The study outlined a detailed, research-based development process spanning several phases. Beginning with pilot projects in specific grades, the model was gradually expanded across all grades 1-9 and continuously refined with teacher empowerment and digital tool development. The study found the model’s success depended on several key innovations. First, it strategically categorized national curriculum subjects into coverage disciplines (e.g., science, labor studies, Information Science & Technology (IST), and comprehensive practice), whose content is fully integrated into thematic modules, and involved disciplines (e.g., math, Chinese, and physics), where selected elements are woven into themes while maintaining systematic subject teaching. Second, to create space for deep inquiry, it reorganized class hours from the coverage disciplines. For example, in Grade 6, nine weekly class hours were combined from multiple subjects to form extended, thematic learning blocks, accounting for 25% of the total instructional time without increasing the weekly total. Third, it employed a structured 10-step teaching process across three stages: Theme and Context, Organization and Implementation, and Evaluation and Reflection. This process was supported by a digital platform called TRIP that facilitated real-time collaboration, process tracking, and competency assessment throughout the thematic projects.

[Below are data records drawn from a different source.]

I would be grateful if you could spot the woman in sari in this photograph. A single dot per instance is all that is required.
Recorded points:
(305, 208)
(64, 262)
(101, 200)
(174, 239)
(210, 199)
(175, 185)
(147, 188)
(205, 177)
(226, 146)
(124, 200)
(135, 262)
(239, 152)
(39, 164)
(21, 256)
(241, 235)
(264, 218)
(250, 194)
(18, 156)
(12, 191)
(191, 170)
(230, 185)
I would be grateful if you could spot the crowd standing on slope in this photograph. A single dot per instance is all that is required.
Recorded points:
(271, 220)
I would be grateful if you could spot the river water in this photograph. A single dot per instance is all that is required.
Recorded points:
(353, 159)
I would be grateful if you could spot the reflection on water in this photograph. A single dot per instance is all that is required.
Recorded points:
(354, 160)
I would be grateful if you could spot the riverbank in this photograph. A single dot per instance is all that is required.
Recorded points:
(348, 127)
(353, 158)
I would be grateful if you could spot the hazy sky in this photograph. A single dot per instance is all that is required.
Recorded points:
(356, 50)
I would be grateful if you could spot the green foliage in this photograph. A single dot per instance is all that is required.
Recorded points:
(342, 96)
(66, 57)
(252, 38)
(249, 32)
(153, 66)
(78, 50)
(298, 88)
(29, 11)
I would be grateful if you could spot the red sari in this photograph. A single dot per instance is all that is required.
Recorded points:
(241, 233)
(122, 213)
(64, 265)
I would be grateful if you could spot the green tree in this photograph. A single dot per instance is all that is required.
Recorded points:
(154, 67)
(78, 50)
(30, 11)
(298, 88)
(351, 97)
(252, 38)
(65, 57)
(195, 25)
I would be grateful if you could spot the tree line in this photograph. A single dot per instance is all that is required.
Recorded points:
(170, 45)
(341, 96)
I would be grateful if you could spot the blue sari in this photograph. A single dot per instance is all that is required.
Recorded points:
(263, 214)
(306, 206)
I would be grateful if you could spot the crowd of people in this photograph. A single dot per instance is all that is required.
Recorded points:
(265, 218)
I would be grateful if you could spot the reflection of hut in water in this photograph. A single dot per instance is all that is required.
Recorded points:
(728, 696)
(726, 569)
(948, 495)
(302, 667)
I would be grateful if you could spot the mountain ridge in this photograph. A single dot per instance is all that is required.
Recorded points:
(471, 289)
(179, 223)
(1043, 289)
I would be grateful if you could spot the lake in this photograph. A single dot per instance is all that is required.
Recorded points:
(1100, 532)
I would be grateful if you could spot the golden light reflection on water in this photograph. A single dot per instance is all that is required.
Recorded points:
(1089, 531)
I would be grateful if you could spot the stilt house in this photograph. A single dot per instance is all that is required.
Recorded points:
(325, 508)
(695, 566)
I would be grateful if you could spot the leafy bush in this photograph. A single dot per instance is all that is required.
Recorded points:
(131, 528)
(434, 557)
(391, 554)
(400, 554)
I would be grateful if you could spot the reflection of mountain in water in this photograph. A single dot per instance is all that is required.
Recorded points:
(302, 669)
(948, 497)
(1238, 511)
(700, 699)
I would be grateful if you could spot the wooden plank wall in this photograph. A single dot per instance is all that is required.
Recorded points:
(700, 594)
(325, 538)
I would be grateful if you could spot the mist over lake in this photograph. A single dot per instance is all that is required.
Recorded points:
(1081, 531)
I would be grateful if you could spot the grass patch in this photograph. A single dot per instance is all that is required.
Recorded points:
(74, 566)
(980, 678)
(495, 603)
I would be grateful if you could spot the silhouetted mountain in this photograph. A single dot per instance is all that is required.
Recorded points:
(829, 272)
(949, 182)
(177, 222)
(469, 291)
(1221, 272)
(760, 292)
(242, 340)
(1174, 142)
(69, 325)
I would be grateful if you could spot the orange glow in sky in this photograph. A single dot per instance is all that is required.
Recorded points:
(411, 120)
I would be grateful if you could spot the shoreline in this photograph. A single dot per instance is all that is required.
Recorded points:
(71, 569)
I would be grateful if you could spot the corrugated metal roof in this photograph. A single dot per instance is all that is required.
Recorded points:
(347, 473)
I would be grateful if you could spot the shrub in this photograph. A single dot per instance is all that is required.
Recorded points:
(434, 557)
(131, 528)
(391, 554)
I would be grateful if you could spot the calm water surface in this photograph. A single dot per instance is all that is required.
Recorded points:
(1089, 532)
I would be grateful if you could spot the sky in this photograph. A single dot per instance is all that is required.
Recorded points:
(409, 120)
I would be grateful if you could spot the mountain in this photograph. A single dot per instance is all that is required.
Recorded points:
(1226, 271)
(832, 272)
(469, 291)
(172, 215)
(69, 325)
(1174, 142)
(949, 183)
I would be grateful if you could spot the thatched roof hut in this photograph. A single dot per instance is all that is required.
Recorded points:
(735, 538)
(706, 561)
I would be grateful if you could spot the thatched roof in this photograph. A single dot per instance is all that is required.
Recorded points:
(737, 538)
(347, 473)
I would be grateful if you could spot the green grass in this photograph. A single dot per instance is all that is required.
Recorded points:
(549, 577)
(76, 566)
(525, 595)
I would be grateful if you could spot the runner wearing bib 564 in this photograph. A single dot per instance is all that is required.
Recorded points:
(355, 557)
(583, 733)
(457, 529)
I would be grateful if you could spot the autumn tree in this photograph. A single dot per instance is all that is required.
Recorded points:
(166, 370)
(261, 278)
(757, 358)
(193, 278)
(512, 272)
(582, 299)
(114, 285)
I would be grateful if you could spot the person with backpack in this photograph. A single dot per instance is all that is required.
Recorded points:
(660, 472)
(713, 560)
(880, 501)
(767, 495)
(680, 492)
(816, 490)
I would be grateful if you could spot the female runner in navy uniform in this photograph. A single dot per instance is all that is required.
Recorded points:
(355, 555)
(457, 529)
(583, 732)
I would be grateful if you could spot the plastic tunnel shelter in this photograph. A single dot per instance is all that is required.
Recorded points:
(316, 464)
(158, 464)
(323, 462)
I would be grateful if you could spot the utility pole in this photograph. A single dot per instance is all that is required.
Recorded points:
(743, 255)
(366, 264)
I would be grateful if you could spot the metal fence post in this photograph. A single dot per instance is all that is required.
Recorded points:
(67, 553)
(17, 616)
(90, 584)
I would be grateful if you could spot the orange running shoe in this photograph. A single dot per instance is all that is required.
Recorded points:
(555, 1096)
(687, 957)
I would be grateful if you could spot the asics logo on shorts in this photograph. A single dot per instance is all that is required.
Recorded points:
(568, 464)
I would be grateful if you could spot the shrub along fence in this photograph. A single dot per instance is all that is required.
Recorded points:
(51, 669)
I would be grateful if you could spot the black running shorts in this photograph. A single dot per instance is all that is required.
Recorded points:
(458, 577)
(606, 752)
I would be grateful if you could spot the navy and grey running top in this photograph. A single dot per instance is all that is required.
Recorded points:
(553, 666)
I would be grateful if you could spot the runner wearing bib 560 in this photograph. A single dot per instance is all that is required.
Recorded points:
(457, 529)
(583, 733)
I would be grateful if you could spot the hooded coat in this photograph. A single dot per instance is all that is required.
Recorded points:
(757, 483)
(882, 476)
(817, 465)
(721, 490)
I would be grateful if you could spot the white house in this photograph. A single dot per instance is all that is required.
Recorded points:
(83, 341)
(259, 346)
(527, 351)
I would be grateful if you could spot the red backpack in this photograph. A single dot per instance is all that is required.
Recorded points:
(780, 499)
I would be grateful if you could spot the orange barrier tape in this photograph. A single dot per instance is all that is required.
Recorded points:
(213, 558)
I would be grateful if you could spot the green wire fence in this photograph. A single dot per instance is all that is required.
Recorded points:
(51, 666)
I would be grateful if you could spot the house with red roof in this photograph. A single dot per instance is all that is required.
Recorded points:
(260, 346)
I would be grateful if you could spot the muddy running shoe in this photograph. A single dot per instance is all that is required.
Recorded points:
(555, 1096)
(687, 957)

This model provided a “Chinese solution” to STEM education. The impact is significant and measurable. The participants have demonstrated outstanding performance in municipal assessments of creative thinking and practical skills. Notably, the school reports the lowest myopia rates in its district, nearly 20 percentage points below the city average, while maintaining strong and balanced academic achievement. The model ensures all students receive consistent, grade-spanning development in key areas like IST literacy, which is often inconsistently addressed in official schedules.

A representative example is the Grade 6 module “Urban Rooftop Smart Herbal Garden.” Across 15 lessons, students engaged in authentic interdisciplinary tasks: learning plant biology and systems thinking (science); using sensors and smart agricultural tools (technology); designing and building irrigation systems with open-source hardware (engineering); measuring and analyzing environmental data (mathematics); and participating in hands-on cultivation and maintenance (labor). This deep integration mirrors core STEM competencies while being fully embedded in mandated national subjects. This case helps to explain how this model can be specifically implemented in a real teaching environment.

The researchers concluded that the Deep Integration Teaching model offered a practical and large-scale blueprint for schools in China and internationally, seeking to deeply embed STEM-like, competency-focused education into their core curriculum. “It demonstrates that systemic change is possible. We can cultivate students’ innovative and practical competencies within the framework of compulsory education with the help of strategic curriculum restructuring, supportive teacher professional development, and integrated digital tools, importantly, we can do it while preserving student well-being,” conclude Xu and Zhang.

Funding information

The authors disclosed receipt of the following financial support for the research, authorship, and/or publication of this article: This article is one of the interim research outcomes of the Ministry of Education Key Project of the National Education Science “14th Five-Year Plan,” titled “Practical Research on School-based ‘New Teaching Research’ in the New Era” (Grant No. DHA230398).